Wendigo was encoded using the audio and video technologies in Windows Media "Corona" which the makers say make it easy and inexpensive to distribute the film across a variety of media. "Corona," which enables the delivery of high-resolution video and multichannel surround sound, can take digital film beyond the Internet to open new possibilities for low-cost movie distribution at commercial theaters and other venues such as film festivals and the Web.

"Traditional film mastering and release prints are expensive and fairly inflexible," said John Schmidt, cofounder of ContentFilm. "ContentFilm is committed to a mode of digital production and distribution that will greatly reduce these costs, take advantage of ancillary online distribution and promotional outlets, and have the flexibility to respond immediately to split-second market changes. We view DCS and Microsoft Windows Media ‘Corona' as key enablers in forging this new paradigm in the business of independent film."

Windows Media Audio and Video provide new flexibility for filmmakers and distributors to deliver a great experience on screens ranging from that of the smallest wireless device to digital projection systems in cinemas, such as those being used for the Wendigo release.
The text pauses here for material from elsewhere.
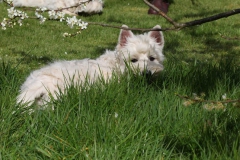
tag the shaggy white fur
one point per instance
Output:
(77, 6)
(142, 52)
A beta version of Windows Media "Corona" will be available this spring.

Edward R. Pressman and John Schmidt established ContentFilm with the goal of making it the leading producer of digital feature film entertainment for distribution through emerging broadband channels and through traditional off-line channels.

Through a strategy of aggressive production, and sublicensing agreements to offset investment, the company "anticipates creating a sizable library of feature films in a relatively short period of time and establishing ContentFilm as the leading studio for digital film production," a spokesman said.

Bowles, Bill Banowsky and Pete Warzel formed Magnolia Pictures last year. Bowles served as head of Distribution for The Samuel Goldwyn Co., SVP of Acquisitions and Marketing for Miramax Film Corp. and, most recently, president of Shooting Gallery Films, where he was responsible for bringing alternatives to film consumers with the critically acclaimed Shooting Gallery Film Series. Banowsky was general counsel and EVP of AMFM Inc., the nation's largest radio broadcasting company prior to its merger with Clear Channel Communications in fall 2000. Warzel is the past president and chief operating officer of United Artists Theatre Circuit and is past chairman of the National Association of Theatre Owners.